Per questo Being The Ricardos entra puntigliosamente nella costruzione della macchina dello spettacolo che è dietro la produzione di I Love Lucy, che in soli cinque giorni condensa tutto l’enorme e rapidissimo lavoro di costruzione di una puntata, con la lettura del copione, la definizione dei movimenti di macchina e degli attori, le prove generali e la finale registrazione davanti a un pubblico campione di 200 spettatori. E nell’affascinante sguardo gettato al backstage, emerge la professionalità e la caparbietà di Lucille Ball, che discute ogni dettaglio, ogni battuta, ogni oggetto di scena, sempre mirando, pur nei limiti di uno show televisivo che come afferma qualcuno sul set non è esattamente Cechov, alla maggior verosimiglianza possibile. Perché in caso contrario, come dice Lucille a uno degli sceneggiatori, “farai sembrare stupido il pubblico, e lui non ti perdonerà per questo”.

Allo stesso tempo questa ossessione per la qualità riflette la volontà della protagonista di affermare compiutamente il proprio ruolo, anche in termini di gestione del potere e di riconoscimento dell’apporto creativo. Senza però giungere a posizioni apertamente femministe, visto il milieu anni Cinquanta del film e il bisogno che ha Lucille di non sminuire mai il marito Desi Arnaz – infatti all’amica sceneggiatrice che vorrebbe togliere al personaggio interpretato dalla Ball nella sitcom la patina d’infantilismo per far risaltare la “prospettiva femminile di una nuova generazione”, Lucille ribatte che, anche per ragioni di anagrafe e storia personale, quella non è la sua battaglia.

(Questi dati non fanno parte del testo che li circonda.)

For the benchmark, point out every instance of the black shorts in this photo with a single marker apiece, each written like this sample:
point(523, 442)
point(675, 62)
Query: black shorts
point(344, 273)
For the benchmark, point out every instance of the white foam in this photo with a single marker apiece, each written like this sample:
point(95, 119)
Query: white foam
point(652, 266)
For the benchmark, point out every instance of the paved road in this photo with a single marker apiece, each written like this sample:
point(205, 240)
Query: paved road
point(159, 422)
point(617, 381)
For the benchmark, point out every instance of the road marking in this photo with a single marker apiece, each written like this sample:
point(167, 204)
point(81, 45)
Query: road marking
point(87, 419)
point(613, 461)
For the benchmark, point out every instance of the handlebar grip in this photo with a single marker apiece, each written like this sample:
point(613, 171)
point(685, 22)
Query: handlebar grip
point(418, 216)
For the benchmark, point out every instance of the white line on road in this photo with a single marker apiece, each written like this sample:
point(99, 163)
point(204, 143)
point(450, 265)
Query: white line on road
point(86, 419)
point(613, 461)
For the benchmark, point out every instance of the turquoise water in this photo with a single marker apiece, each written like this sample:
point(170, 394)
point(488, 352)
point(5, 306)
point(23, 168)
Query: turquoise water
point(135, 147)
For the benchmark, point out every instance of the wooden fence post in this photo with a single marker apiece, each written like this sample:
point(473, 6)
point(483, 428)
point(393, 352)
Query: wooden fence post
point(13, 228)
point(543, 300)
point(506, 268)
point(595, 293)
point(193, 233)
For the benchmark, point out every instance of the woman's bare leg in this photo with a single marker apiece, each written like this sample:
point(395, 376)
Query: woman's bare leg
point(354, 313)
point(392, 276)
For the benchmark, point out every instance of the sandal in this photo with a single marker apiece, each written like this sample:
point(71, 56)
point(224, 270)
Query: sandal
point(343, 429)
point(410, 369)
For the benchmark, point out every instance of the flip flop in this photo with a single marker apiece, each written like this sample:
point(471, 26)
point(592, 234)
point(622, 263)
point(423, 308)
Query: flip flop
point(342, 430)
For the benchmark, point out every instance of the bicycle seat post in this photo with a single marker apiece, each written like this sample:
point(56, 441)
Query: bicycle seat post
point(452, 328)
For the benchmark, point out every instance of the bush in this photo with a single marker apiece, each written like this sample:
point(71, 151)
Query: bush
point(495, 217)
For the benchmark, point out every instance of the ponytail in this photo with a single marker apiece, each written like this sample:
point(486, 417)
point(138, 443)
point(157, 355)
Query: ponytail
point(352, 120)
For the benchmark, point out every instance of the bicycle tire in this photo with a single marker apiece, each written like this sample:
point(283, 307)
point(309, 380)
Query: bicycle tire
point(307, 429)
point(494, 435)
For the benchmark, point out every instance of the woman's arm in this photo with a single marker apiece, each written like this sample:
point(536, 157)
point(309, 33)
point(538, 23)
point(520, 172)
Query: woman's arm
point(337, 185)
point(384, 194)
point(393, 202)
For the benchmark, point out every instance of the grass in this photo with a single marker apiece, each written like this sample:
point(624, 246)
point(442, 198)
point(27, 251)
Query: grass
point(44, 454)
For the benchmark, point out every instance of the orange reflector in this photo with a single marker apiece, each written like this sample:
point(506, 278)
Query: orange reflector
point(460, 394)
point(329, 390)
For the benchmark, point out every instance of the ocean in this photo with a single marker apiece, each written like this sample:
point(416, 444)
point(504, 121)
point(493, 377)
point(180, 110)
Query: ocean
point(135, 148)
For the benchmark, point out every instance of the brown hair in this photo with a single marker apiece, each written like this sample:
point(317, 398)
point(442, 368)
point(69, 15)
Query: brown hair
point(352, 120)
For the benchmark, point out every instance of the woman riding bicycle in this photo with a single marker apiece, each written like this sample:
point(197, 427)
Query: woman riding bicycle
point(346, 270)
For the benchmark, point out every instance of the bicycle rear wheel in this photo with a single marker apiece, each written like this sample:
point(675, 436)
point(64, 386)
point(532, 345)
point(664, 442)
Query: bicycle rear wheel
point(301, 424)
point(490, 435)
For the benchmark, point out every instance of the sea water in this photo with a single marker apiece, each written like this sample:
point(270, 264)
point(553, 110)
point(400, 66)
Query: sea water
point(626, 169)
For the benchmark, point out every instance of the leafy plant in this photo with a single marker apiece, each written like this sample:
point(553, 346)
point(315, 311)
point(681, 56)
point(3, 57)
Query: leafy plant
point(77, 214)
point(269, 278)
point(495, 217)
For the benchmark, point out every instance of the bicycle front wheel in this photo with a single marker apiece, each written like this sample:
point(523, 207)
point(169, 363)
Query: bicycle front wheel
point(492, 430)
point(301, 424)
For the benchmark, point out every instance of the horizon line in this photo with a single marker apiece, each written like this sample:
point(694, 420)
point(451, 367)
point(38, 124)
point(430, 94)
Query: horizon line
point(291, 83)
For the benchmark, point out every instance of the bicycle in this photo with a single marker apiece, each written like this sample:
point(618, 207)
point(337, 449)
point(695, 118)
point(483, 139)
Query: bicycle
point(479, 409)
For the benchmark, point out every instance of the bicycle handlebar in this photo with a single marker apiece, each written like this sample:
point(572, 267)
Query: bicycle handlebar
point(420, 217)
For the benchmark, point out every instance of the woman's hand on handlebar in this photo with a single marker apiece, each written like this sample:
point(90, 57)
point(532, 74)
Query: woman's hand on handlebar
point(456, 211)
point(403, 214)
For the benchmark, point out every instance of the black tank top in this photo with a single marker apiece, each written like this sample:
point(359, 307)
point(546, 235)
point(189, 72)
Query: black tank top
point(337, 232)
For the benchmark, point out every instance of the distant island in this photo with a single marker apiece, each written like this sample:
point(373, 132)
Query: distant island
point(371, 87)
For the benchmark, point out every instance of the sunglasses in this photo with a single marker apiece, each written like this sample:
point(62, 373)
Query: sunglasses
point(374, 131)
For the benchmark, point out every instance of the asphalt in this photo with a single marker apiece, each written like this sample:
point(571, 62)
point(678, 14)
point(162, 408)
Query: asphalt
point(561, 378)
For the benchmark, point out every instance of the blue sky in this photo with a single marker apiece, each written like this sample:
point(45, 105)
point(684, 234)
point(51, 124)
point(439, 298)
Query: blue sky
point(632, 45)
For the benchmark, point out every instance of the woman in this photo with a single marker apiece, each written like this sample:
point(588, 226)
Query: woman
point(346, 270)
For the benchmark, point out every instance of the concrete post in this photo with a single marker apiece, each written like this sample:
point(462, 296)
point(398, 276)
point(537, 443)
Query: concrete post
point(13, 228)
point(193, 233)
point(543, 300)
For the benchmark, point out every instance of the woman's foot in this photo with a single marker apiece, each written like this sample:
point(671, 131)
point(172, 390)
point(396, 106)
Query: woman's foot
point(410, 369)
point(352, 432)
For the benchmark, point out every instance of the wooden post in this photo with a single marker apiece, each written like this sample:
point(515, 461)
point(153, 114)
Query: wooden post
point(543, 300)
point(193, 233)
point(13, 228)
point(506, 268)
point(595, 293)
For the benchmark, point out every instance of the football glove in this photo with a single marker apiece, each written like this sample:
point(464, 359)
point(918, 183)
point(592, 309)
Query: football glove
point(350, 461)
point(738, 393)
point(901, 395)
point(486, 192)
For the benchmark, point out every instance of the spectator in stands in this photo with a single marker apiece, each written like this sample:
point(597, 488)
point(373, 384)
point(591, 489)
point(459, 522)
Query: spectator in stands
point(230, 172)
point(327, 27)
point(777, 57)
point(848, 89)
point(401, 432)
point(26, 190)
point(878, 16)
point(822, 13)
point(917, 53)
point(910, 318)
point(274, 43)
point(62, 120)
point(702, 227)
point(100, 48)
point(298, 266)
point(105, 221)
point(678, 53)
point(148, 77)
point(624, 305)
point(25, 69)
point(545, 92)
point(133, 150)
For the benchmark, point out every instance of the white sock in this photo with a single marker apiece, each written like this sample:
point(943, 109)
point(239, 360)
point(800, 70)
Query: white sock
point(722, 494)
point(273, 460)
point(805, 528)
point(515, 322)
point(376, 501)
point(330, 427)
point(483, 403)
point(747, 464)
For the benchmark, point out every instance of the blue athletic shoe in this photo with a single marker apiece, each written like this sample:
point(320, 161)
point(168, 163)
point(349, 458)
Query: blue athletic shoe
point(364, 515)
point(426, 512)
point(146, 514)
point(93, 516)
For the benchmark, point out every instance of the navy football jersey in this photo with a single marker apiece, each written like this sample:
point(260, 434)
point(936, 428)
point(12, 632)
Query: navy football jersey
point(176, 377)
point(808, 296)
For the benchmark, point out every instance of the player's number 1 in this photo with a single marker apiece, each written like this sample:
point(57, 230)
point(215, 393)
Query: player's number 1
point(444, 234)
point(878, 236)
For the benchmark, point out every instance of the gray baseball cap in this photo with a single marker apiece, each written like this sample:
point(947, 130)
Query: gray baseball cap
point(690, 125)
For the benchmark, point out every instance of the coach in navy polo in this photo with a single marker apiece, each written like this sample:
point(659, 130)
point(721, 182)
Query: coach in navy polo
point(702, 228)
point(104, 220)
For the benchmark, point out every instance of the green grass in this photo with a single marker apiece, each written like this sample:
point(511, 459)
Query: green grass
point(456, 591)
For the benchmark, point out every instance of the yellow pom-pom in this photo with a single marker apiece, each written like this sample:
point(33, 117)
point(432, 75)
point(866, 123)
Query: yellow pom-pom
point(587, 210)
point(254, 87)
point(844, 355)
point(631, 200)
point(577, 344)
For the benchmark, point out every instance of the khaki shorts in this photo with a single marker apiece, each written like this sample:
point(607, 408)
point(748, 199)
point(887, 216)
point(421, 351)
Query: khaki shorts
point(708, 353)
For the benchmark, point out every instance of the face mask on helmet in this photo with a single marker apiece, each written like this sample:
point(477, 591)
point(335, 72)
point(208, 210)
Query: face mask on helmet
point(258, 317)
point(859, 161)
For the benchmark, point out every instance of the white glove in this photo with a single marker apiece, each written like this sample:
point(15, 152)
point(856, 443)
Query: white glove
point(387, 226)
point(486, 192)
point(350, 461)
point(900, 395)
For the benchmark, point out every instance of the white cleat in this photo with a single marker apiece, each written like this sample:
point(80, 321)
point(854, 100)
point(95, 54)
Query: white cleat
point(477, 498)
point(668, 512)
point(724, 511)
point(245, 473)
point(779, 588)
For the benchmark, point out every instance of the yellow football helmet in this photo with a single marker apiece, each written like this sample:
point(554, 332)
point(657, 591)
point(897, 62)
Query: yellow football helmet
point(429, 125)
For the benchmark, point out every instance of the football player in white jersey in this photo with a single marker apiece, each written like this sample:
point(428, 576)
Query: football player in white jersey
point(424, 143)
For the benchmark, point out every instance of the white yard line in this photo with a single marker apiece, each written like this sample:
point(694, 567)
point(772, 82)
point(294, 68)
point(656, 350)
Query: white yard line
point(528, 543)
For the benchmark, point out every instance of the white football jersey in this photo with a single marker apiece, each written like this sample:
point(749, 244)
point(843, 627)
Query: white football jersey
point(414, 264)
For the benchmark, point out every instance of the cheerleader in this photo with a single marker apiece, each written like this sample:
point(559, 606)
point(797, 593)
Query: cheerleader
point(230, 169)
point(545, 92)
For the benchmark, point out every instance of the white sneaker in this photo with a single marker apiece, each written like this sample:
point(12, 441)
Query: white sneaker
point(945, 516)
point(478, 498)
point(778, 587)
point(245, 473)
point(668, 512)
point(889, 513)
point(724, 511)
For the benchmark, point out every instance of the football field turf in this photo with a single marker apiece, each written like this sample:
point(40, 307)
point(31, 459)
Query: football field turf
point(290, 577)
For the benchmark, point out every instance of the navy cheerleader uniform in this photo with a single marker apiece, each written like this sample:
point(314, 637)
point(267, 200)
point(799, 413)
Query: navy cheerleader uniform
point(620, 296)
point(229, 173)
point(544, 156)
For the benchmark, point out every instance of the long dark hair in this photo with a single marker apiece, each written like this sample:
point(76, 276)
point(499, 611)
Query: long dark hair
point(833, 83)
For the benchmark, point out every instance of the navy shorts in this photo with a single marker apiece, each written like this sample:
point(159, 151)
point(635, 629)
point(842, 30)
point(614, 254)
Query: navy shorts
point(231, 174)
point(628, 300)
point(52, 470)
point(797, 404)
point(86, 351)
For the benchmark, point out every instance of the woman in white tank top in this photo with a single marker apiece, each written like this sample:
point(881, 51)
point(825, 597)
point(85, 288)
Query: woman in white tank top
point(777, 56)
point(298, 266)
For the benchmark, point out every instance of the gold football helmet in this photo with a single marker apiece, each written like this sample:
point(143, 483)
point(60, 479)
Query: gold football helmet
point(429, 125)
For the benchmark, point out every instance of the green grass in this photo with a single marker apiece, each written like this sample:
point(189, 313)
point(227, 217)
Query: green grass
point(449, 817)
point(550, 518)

Poi certo, in Being The Ricardos non tutto funziona alla perfezione, ma è inevitabile con una sceneggiatura impegnativa che ha l’ambizione di parlare di troppe cose, inserendo anche qualche nota stonata, come per esempio l’intervento di una figura a sorpresa (e parecchio discutibile) per diradare le accuse di antiamericanismo della Ball. Il film è comunque ammirevole, un grande spettacolo che risplende per l’intelligenza della costruzione narrativa e, di conseguenza, per il rispetto che mostra verso lo spettatore trattato, esattamente come vuole Lucille, come un adulto capace di districarsi attraverso la complessità di uno script stratificato e ricco di sottigliezze. Un film in questo senso più vicino alla classicità hollywoodiana degli anni Trenta e Quaranta, che in Being The Ricardos è continuamente richiamata nei nomi delle grandi case di produzione del tempo, come la Rko, o dei film (Dedizione, l’unica pellicola drammatica di serie A girata dalla Ball come protagonista) e degli attori (Henry Fonda, Bette Davis, Judy Holliday) ripetutamente citati. Ciò che costituisce un altro dei motivi di fascino di un’opera che ha le carte in regola per recitare un ruolo importante nella corsa ai prossimi premi Oscar, a partire proprio dalle due interpretazioni a misura di statuetta della Kidman e di Bardem.